The short-notice wedding, prompted by doctor Karl proposing on the London Eye, grew even more strange when a couple of “tourists” were pressed into service as witnesses. The passers-by just happened to be singer Sinitta and comedian/broadcaster Jono Coleman.

And it got even odder . . .

“Then the character Izzy was giving birth on the deck! So how did Izzy get on the boat without the wedding party spotting her?” He puts on his best Aussie twang again. “‘Aw, this is Neighbours. We don’t ask, mate!’

“She gives birth on the boat, while Karl is getting married, and he’s the father of the child and he doesn’t even know!

“One of the most bizarre days of my life – and I thoroughly enjoyed it.

“I was going to do my best Derek Nimmo” – the actor who played a silly-ass clergyman in the 1960s sitcom All Gas and Gaiters – “but it was s-o-o-o cold on that boat. It looks like Karl and Susan are genuinely crying; they’re not – it’s wind-sore. It was freezing!”

Fever pitch

NEIL Morrissey’s a big football fan – a supporter of south London’s Crystal Palace. The Eagles are flirting with the relegation zone, but the actor is confident of survival. Ish.

“Dougie Freedman’s taken over (as manager); we held Watford to a draw away the other day, which is really good.

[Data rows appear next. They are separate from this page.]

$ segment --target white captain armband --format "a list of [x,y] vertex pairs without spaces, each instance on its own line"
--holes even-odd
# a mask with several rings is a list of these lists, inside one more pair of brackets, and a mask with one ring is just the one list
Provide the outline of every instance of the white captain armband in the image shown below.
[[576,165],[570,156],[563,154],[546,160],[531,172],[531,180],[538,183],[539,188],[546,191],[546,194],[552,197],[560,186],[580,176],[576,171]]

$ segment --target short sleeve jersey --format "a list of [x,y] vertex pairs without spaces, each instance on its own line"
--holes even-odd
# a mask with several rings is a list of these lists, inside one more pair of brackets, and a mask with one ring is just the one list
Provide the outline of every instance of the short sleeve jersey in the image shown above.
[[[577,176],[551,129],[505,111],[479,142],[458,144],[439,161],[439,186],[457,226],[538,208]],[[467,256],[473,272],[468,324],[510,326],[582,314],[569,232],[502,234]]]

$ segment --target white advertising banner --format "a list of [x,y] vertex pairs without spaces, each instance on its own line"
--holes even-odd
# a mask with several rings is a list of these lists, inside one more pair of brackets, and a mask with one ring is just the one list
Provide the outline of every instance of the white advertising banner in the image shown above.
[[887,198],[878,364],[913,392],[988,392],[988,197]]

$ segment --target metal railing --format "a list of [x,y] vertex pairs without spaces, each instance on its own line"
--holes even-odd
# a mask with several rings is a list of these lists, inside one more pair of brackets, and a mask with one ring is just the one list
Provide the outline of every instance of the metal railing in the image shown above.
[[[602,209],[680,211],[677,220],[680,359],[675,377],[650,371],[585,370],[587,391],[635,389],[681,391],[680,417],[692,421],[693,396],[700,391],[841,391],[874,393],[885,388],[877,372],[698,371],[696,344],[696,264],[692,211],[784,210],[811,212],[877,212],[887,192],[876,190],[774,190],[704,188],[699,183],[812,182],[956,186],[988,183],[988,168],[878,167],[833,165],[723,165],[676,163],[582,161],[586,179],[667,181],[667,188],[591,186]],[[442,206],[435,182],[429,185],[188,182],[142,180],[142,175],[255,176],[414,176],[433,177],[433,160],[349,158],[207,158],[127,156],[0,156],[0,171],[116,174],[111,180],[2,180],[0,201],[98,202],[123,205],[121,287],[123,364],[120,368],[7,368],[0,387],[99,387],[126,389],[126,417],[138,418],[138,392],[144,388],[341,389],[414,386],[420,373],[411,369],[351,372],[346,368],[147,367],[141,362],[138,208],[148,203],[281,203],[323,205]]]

“I liked George Burley (the former Ipswich legend recently deposed as Palace’s leader) and his style of football, but it wasn’t wining games. We’ve got a slightly more direct approach and it seems to be succeeding.”

The Eagles are at Portman Road on April 9 for what could be a significant clash.

“Oh my god. Every game I’m in trepidation of! We’ve got a very young squad. We’ve got stamina problems. We’ve got size problems. A team like Leicester can pretty much beat us up. We need a bit more power and a bit more confidence.

“When we play well, we look like Brazil; when we play badly, we look like the boys’ school down the road!”